I will use the following integral as a dummy exercise.
\begin{equation} \int_0^{+\infty} \frac{\ln x}{(1+x^2)^2} dx \end{equation}
I thought that the correct way to compute this kind of integrals (even when the logarithm has exponent $a\neq 1$) is to take the limit for $R\to\infty$ and $\varepsilon \to 0$ of the integral given by:
\begin{equation} \int_\Gamma \frac{\ln z}{(1+z^2)^2} dz \end{equation}
defining $\Gamma \equiv \gamma_1 + \gamma_R + \gamma_2 + \gamma_\varepsilon$, where:
- $\gamma_1(t)=t$, $t\in[0,R]$
- $\gamma_R(t) = Re^{2i\pi t}$, $t\in[0,1]$
- $\gamma_2(t)=-t$, $t\in[0,R]$
- $\gamma_\varepsilon(t) = \varepsilon e^{-2\pi i t}$, $t\in[0,1]$
This choice comes from defining the logarithm's branch cut on the positive real axis and building a path that does not cycle around the diramation point $z=0$ nor crosses the branch cut.
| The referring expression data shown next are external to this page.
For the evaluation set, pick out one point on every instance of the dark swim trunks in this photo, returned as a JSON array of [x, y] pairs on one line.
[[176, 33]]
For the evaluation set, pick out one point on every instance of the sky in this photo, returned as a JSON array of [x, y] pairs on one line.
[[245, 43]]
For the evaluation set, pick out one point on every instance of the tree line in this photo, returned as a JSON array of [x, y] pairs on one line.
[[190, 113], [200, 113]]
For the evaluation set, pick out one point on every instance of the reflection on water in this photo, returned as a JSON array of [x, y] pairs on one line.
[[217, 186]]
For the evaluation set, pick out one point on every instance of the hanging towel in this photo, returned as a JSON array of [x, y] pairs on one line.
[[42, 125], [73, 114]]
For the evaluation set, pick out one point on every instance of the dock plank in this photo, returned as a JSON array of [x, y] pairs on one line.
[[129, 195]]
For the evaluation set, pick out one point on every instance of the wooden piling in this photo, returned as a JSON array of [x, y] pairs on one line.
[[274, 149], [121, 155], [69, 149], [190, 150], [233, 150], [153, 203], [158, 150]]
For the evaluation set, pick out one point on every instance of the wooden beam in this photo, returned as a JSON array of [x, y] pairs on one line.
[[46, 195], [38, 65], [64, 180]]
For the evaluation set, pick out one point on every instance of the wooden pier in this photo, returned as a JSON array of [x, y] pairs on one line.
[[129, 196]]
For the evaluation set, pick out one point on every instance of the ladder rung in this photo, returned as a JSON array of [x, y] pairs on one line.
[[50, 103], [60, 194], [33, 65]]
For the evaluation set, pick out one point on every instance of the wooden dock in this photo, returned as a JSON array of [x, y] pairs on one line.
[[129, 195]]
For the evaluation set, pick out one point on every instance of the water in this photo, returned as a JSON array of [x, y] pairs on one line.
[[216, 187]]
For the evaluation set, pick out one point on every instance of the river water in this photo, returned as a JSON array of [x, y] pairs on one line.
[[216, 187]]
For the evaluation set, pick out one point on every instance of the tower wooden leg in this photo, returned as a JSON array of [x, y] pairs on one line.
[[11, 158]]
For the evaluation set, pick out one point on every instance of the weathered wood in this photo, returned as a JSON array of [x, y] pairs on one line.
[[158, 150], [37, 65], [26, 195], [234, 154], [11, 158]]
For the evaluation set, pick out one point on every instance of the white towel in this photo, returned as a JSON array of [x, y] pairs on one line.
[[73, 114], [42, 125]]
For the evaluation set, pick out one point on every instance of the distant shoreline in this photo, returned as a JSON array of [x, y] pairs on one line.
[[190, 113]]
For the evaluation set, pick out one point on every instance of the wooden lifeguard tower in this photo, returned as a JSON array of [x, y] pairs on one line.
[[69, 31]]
Of course, by the Residue Theorem, the value of the integral will be: $2\pi i \sum_{j}\text{Res}(f,a_j)$, where $\{a_j\}$ are the singularities inside $\Gamma$
To hopefully clear things out:
\begin{align} \left( \int_{\gamma_R} +\int_{\gamma_1} + \int_{\gamma_\varepsilon} + \int_{\gamma_2} \right) f(z) \, dz &= 2\pi i \sum_{j} \text{Res}(f,a_j) \\ \implies \left( \int_{\gamma_1} + \int_{\gamma_2} \right) f(z) \, dz &= \left( -\int_{\gamma_R} - \int_{\gamma_\varepsilon} \right) f(z) \, dz + 2\pi i \sum_{j} \text{Res}(f,a_j) \end{align}
The integrals on the left are the ones that I wanted to compute at the beginning, but the important terms cancel out, because the only difference between numbers on the two paths is a phase: $\ln(ze^{2\pi i}) = \ln(z) + 2\pi i$.
What am I missing?
Edit: as kindly suggested in the comments, the integral I wrote above has been already solved. I think that answer that fits best with my question is this, because it follows each step clearly and suggests a general approach to logarithm integrals.